Auch innerhalb der Wirtschaft gehen die Meinungen auseinander. Der Hauptgeschäftsführer des Verbandes Kommunaler Unternehmen, Hans-Joachim Reck, sagte, es sei »gut, dass sich das EU-Parlament dafür ausgesprochen hat, das System neu zu beleben.« Weitere Schritte sollten aber zügig folgen. Der Bundesverband Erneuerbare Energie hatte im Vorfeld vor einer »Renationalisierung und Fragmentierung der EU-Klimapolitik« gewarnt, sollte die Abstimmung scheitern. Unternehmen wie Unilever, Shell und Eon haben sich ebenfalls für eine Reduzierung der Verschmutzungsrechte ausgesprochen. Lobbyverbände wie der Bund der Industrie (BDI) hatten in den vergangenen Monaten dagegen immer wieder gefordert: »Das EU-Parlament muss den Vorschlag ablehnen. Sonst diskreditiert die EU das gesamte System, verunsichert dringend benötigte Kapitalgeber und gefährdet europaweite Investitionsprojekte«, sagte Holger Lösch, Mitglied der Hauptgeschäftsführung des BDI.
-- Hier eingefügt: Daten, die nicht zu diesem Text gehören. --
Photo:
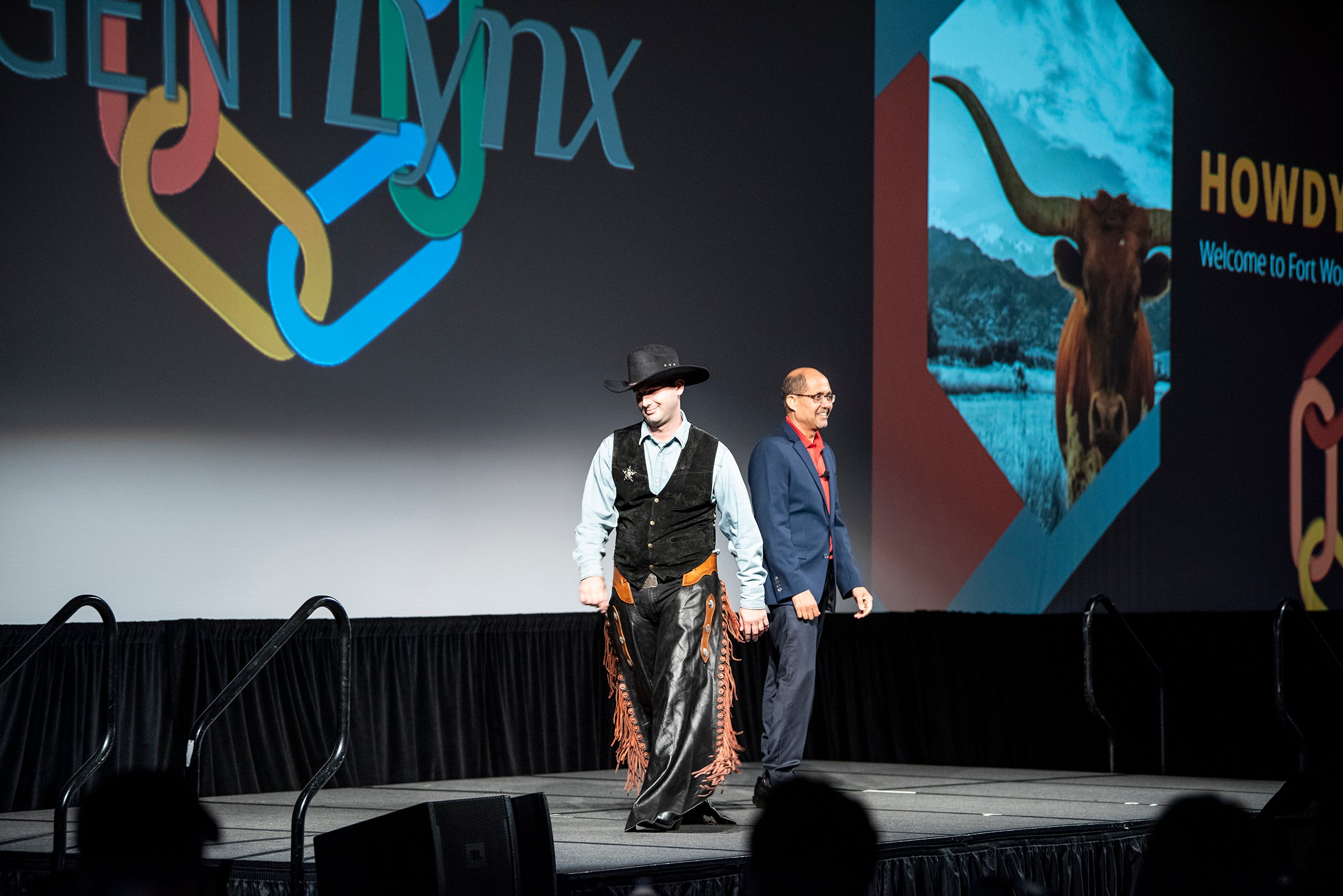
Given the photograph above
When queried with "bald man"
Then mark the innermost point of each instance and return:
(796, 496)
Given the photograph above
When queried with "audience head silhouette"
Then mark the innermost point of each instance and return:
(1205, 847)
(143, 833)
(810, 839)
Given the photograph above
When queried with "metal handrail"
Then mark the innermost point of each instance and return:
(242, 680)
(109, 703)
(1279, 667)
(1088, 678)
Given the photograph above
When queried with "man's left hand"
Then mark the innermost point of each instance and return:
(864, 600)
(754, 622)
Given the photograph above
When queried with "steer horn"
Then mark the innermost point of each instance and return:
(1044, 216)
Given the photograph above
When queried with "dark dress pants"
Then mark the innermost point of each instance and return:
(790, 684)
(673, 664)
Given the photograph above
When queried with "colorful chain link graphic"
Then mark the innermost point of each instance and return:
(1314, 413)
(354, 179)
(296, 320)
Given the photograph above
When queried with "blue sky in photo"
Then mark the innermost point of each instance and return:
(1078, 100)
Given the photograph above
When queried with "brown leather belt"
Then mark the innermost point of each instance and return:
(625, 591)
(622, 588)
(691, 578)
(711, 564)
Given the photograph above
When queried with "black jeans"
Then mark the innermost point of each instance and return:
(673, 684)
(790, 683)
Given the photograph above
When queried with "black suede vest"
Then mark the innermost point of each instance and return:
(672, 532)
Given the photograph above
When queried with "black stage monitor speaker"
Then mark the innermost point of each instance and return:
(483, 847)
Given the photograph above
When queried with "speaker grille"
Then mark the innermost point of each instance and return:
(474, 847)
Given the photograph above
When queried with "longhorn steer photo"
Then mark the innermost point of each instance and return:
(1104, 361)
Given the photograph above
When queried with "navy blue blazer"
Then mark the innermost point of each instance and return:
(790, 508)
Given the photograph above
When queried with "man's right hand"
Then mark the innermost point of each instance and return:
(593, 593)
(806, 605)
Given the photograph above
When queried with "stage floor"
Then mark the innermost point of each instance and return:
(907, 805)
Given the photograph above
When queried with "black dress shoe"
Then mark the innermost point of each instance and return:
(762, 792)
(706, 814)
(664, 821)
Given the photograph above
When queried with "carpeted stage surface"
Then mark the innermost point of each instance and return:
(939, 826)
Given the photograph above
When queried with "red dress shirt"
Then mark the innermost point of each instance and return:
(814, 449)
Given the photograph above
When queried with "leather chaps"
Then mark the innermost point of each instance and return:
(669, 667)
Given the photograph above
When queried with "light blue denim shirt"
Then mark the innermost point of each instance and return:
(730, 495)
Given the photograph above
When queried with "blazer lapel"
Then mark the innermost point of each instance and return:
(806, 460)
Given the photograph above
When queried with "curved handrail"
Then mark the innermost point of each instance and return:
(1279, 668)
(1088, 676)
(109, 703)
(242, 680)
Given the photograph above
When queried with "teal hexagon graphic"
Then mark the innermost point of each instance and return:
(1049, 194)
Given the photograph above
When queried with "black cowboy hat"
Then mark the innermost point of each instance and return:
(657, 364)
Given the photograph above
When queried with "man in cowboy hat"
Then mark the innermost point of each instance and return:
(659, 484)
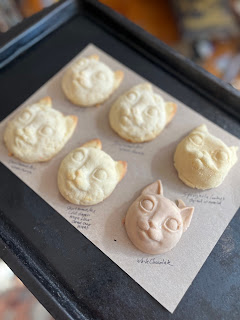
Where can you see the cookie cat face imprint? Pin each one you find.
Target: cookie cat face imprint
(38, 132)
(88, 175)
(202, 160)
(140, 115)
(89, 82)
(154, 223)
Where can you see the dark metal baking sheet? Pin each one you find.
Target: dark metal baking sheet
(69, 275)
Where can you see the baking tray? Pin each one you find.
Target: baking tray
(68, 274)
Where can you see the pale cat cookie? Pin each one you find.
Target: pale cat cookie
(202, 160)
(38, 132)
(89, 82)
(140, 114)
(88, 175)
(154, 223)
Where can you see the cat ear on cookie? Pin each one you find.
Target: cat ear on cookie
(180, 204)
(145, 86)
(202, 128)
(94, 57)
(45, 102)
(118, 75)
(155, 188)
(186, 213)
(121, 167)
(95, 143)
(233, 151)
(171, 109)
(71, 122)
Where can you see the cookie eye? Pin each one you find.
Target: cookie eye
(152, 111)
(101, 75)
(46, 131)
(100, 174)
(158, 99)
(124, 120)
(25, 116)
(196, 139)
(221, 156)
(171, 224)
(147, 204)
(78, 156)
(132, 96)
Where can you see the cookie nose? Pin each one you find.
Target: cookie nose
(153, 224)
(143, 224)
(155, 234)
(82, 183)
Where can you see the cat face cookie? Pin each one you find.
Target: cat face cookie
(88, 175)
(140, 115)
(38, 132)
(202, 160)
(154, 223)
(89, 82)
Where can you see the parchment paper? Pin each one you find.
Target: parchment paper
(166, 277)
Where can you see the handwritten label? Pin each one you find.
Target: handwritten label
(20, 166)
(133, 148)
(204, 198)
(80, 217)
(155, 261)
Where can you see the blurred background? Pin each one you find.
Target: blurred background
(206, 31)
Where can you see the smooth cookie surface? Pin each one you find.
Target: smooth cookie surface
(202, 160)
(140, 115)
(88, 175)
(89, 82)
(38, 132)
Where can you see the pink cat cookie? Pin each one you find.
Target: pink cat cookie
(154, 223)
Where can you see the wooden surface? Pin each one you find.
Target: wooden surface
(155, 16)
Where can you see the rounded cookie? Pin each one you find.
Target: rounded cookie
(88, 175)
(89, 82)
(38, 132)
(154, 223)
(140, 115)
(202, 160)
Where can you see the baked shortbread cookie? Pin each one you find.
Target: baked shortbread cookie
(140, 114)
(88, 175)
(154, 223)
(38, 132)
(89, 82)
(202, 160)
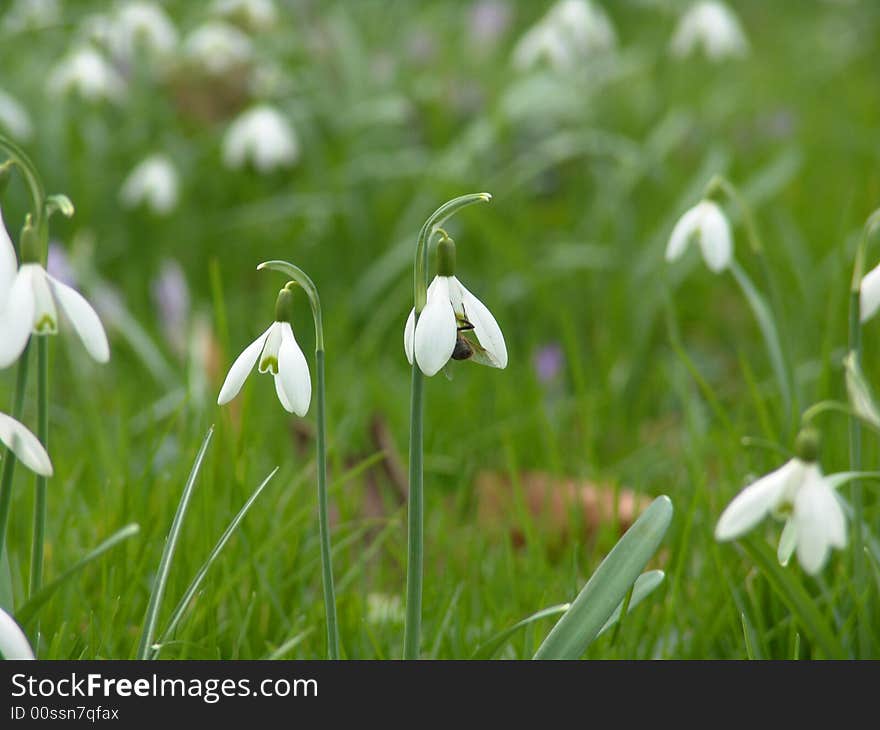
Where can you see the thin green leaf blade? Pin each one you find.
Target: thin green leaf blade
(608, 585)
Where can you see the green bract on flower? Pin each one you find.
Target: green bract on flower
(451, 313)
(26, 447)
(278, 353)
(707, 223)
(28, 298)
(801, 494)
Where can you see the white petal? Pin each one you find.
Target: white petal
(408, 334)
(16, 318)
(8, 261)
(83, 318)
(715, 238)
(787, 542)
(820, 523)
(13, 642)
(436, 330)
(26, 447)
(870, 294)
(753, 503)
(241, 368)
(682, 233)
(486, 329)
(293, 370)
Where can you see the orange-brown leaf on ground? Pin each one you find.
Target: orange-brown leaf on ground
(557, 504)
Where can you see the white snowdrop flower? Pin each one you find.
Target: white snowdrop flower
(707, 223)
(153, 183)
(712, 27)
(218, 47)
(869, 294)
(263, 137)
(451, 312)
(32, 15)
(799, 492)
(253, 14)
(13, 642)
(29, 301)
(89, 74)
(570, 32)
(14, 118)
(26, 447)
(276, 351)
(144, 25)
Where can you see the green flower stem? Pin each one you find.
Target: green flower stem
(308, 286)
(9, 459)
(39, 533)
(416, 517)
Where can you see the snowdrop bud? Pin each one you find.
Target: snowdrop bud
(446, 257)
(806, 446)
(284, 304)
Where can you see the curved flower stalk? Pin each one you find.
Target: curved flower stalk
(713, 27)
(263, 137)
(13, 642)
(415, 513)
(277, 351)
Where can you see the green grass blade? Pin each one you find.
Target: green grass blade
(152, 615)
(608, 586)
(203, 571)
(642, 588)
(490, 648)
(799, 602)
(29, 609)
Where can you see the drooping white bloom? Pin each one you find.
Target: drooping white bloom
(28, 299)
(451, 310)
(278, 353)
(154, 183)
(13, 642)
(713, 27)
(570, 32)
(26, 447)
(14, 118)
(815, 519)
(263, 137)
(141, 24)
(869, 294)
(253, 14)
(707, 223)
(88, 73)
(218, 47)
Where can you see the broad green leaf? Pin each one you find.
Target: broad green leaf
(608, 586)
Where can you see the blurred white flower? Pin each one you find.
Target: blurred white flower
(145, 25)
(261, 136)
(253, 14)
(279, 354)
(707, 223)
(14, 118)
(87, 73)
(153, 183)
(217, 47)
(570, 32)
(26, 447)
(171, 297)
(800, 493)
(712, 26)
(13, 642)
(32, 15)
(451, 310)
(28, 298)
(870, 294)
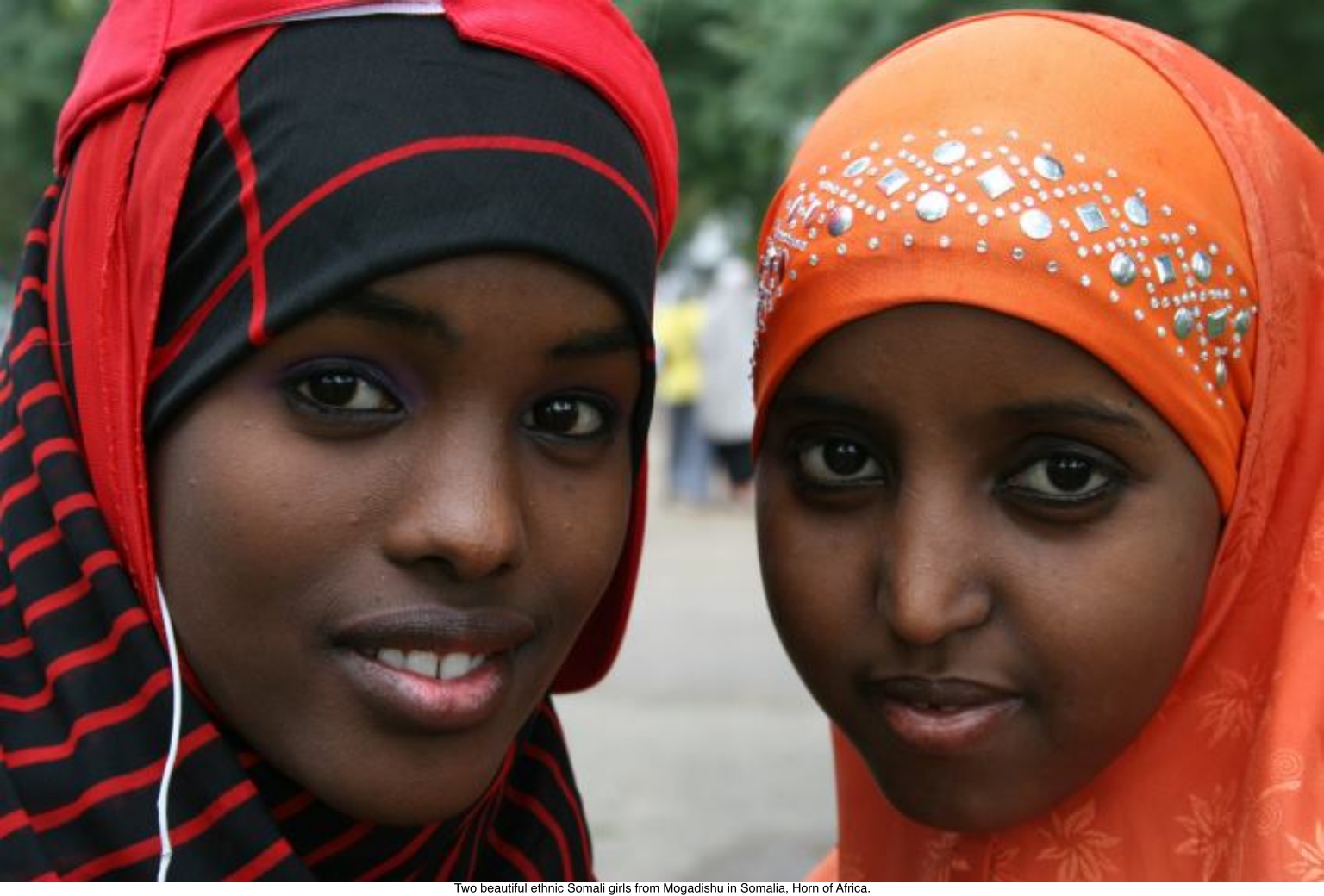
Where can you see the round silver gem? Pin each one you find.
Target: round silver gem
(1183, 323)
(1035, 224)
(933, 205)
(1123, 269)
(1202, 266)
(1049, 167)
(950, 152)
(841, 220)
(1136, 211)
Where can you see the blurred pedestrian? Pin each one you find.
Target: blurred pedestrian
(726, 402)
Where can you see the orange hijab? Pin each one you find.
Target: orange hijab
(1118, 188)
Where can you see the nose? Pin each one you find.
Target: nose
(459, 507)
(933, 582)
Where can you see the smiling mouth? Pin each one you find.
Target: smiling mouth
(434, 669)
(444, 668)
(944, 716)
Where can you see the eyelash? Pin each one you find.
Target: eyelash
(1030, 482)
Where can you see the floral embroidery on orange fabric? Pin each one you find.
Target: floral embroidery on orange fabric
(1078, 847)
(1232, 706)
(1210, 827)
(941, 861)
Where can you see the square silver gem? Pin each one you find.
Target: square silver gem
(1164, 269)
(1092, 217)
(893, 182)
(996, 182)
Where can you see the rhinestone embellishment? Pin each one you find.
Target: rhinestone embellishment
(933, 205)
(1035, 224)
(1185, 290)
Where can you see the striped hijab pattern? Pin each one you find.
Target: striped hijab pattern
(285, 200)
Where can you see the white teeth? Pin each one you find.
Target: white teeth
(453, 666)
(422, 662)
(427, 663)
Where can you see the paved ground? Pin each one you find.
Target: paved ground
(702, 757)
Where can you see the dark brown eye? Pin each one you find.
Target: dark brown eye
(1064, 476)
(567, 416)
(1067, 473)
(345, 390)
(837, 462)
(844, 458)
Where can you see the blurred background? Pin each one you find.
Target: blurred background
(701, 757)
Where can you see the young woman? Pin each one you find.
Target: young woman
(323, 439)
(1040, 488)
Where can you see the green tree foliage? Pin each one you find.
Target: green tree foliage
(41, 42)
(746, 77)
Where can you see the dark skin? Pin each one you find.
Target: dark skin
(987, 557)
(382, 535)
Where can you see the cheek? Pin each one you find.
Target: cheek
(819, 580)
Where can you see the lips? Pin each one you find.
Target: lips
(434, 669)
(944, 716)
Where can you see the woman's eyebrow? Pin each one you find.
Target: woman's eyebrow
(592, 343)
(827, 405)
(1079, 410)
(397, 313)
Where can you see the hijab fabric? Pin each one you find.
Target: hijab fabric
(222, 172)
(1119, 190)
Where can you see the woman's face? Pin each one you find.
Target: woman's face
(985, 555)
(380, 536)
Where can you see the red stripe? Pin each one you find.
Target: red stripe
(15, 821)
(228, 113)
(49, 389)
(121, 784)
(553, 767)
(36, 544)
(52, 446)
(400, 858)
(180, 834)
(93, 721)
(14, 436)
(66, 663)
(17, 491)
(265, 861)
(339, 844)
(508, 851)
(550, 824)
(166, 357)
(66, 506)
(34, 338)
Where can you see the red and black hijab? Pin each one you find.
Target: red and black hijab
(224, 174)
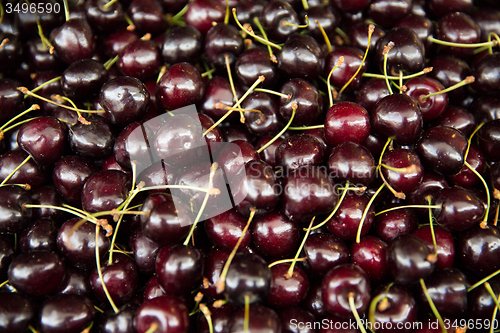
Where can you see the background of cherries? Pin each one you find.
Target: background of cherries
(53, 284)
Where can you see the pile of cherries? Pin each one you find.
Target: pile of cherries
(371, 190)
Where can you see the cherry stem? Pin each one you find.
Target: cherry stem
(292, 266)
(213, 169)
(405, 77)
(284, 261)
(337, 206)
(432, 306)
(431, 225)
(15, 170)
(365, 212)
(254, 85)
(355, 312)
(99, 270)
(231, 83)
(251, 33)
(467, 80)
(221, 284)
(263, 32)
(337, 65)
(325, 37)
(371, 27)
(387, 48)
(294, 109)
(471, 46)
(208, 316)
(305, 128)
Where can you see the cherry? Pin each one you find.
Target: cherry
(140, 59)
(226, 229)
(307, 192)
(370, 255)
(298, 151)
(344, 287)
(17, 312)
(409, 259)
(457, 28)
(398, 117)
(325, 251)
(407, 55)
(78, 245)
(442, 149)
(391, 224)
(398, 309)
(181, 85)
(44, 138)
(353, 162)
(301, 56)
(120, 277)
(274, 235)
(307, 98)
(248, 279)
(477, 249)
(73, 41)
(287, 291)
(275, 17)
(346, 121)
(182, 44)
(148, 16)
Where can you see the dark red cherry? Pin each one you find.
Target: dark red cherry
(394, 223)
(341, 283)
(371, 255)
(287, 291)
(226, 229)
(17, 311)
(105, 190)
(248, 277)
(346, 121)
(201, 14)
(448, 291)
(274, 16)
(298, 151)
(407, 55)
(442, 149)
(345, 223)
(125, 100)
(307, 192)
(388, 12)
(68, 313)
(308, 99)
(409, 259)
(458, 28)
(398, 117)
(181, 85)
(78, 245)
(353, 162)
(148, 16)
(478, 248)
(167, 312)
(401, 309)
(323, 252)
(253, 63)
(36, 273)
(44, 138)
(72, 41)
(140, 59)
(182, 44)
(353, 57)
(301, 56)
(489, 138)
(274, 235)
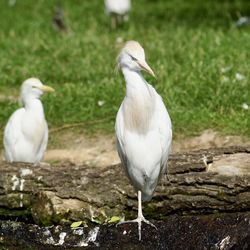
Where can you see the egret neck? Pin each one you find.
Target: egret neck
(138, 105)
(35, 106)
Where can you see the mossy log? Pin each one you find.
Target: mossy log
(205, 181)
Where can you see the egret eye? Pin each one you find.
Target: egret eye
(133, 58)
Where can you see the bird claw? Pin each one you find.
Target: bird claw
(139, 220)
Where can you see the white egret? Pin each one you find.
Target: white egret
(143, 128)
(118, 10)
(26, 133)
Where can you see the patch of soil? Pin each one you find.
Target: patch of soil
(101, 150)
(224, 231)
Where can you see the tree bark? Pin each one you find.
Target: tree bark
(205, 181)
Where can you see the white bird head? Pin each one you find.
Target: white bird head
(132, 56)
(33, 88)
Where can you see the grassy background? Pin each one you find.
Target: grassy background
(193, 47)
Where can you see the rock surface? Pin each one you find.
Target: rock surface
(218, 232)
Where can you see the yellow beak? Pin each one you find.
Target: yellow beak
(46, 88)
(146, 67)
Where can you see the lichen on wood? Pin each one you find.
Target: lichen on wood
(204, 181)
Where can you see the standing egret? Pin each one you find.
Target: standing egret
(143, 128)
(26, 133)
(118, 10)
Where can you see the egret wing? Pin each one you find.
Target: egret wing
(12, 134)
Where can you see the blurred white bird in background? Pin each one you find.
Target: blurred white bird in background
(118, 10)
(143, 128)
(26, 133)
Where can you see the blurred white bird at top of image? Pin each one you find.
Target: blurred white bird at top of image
(118, 10)
(143, 128)
(26, 133)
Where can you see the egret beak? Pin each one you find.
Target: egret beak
(46, 88)
(146, 67)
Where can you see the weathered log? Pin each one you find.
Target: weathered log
(213, 232)
(205, 181)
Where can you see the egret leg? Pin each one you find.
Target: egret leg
(140, 217)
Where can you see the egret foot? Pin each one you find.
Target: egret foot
(139, 219)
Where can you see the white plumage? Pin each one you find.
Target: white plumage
(26, 133)
(118, 9)
(143, 127)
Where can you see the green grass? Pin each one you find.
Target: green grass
(187, 43)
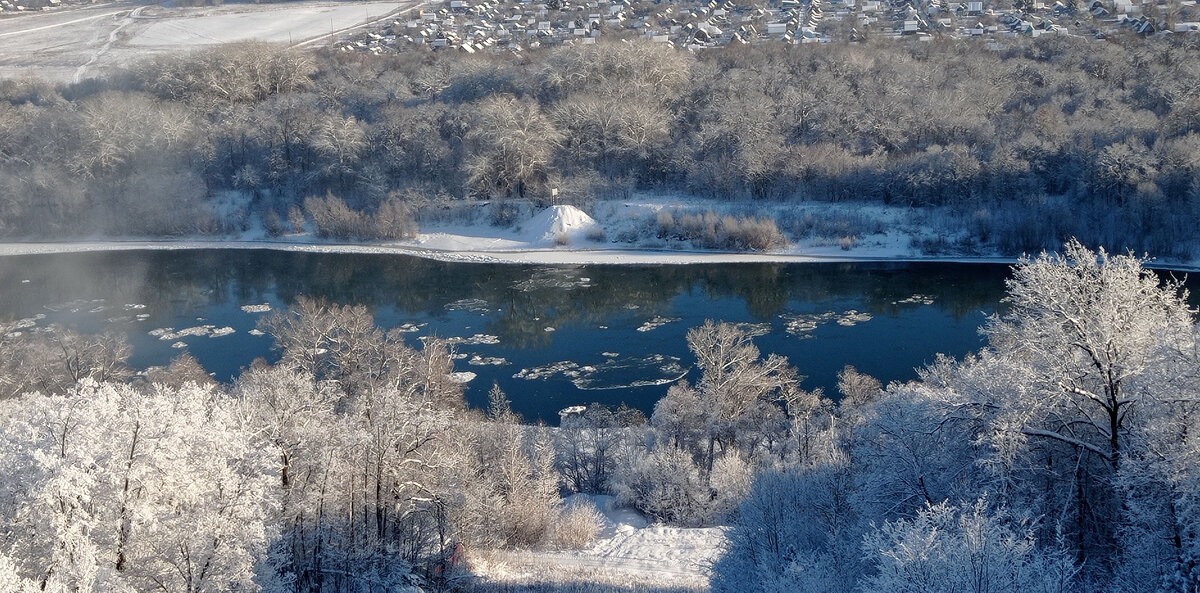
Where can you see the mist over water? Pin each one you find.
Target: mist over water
(551, 336)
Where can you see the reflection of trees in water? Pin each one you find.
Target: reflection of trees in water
(196, 280)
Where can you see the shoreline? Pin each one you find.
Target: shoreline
(510, 256)
(531, 256)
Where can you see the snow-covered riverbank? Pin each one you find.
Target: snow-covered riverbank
(618, 234)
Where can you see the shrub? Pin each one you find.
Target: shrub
(723, 232)
(577, 527)
(334, 219)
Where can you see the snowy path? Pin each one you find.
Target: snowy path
(112, 39)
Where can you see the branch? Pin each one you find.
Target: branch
(1033, 432)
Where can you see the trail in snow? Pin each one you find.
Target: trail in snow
(112, 39)
(55, 25)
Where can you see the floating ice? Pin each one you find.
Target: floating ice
(475, 340)
(852, 317)
(77, 305)
(462, 377)
(547, 371)
(804, 324)
(28, 322)
(612, 373)
(916, 299)
(473, 305)
(754, 329)
(559, 279)
(168, 334)
(657, 322)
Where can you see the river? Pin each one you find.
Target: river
(550, 336)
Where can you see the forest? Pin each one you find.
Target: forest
(1060, 457)
(1025, 144)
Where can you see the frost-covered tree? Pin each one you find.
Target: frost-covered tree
(114, 489)
(795, 531)
(1093, 351)
(967, 547)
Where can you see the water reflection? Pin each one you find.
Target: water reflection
(885, 318)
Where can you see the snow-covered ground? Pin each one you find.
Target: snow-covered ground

Jan Kowalzig, Klimaexperte der Nichtregierungsorganisation Oxfam, bewertete die Entscheidung als »einen wichtigen ersten Schritt«. Jedoch sei die Menge zurückgehaltener Zertifikate »zu gering, um eine echte Wirkung zu erzielen«. Christoph Bals von Germanwatch kritisierte, der Kompromiss habe »mehr Löcher als ein Schweizer Käse«.

Wie schnell die Reform umgesetzt werden kann, ist indes unklar. Parlament und Rat müssen sich auf eine Position einigen. Bisher ist der Rat gespalten. Frankreich etwa ist dafür, Polen mit seinen vielen Kohlekraftwerken dagegen. Die Regierungskoalition ist in der Frage zerstritten: Bundesumweltminister Peter Altmaier (CDU) begrüßte gestern das Ergebnis, Bundeswirtschaftsminister Phillip Rösler (FDP) lehnt jegliche Maßnahmen kategorisch ab. »Die europäische Umweltpolitik krankt daran, dass Deutschland als stärkstes Wirtschaftsland der EU selten mit einer Stimme spricht«, kritisierte Groote und forderte Bundeskanzlerin Angela Merkel (CDU) auf, »ihrem Ruf als Klimakanzlerin gerecht zu werden«.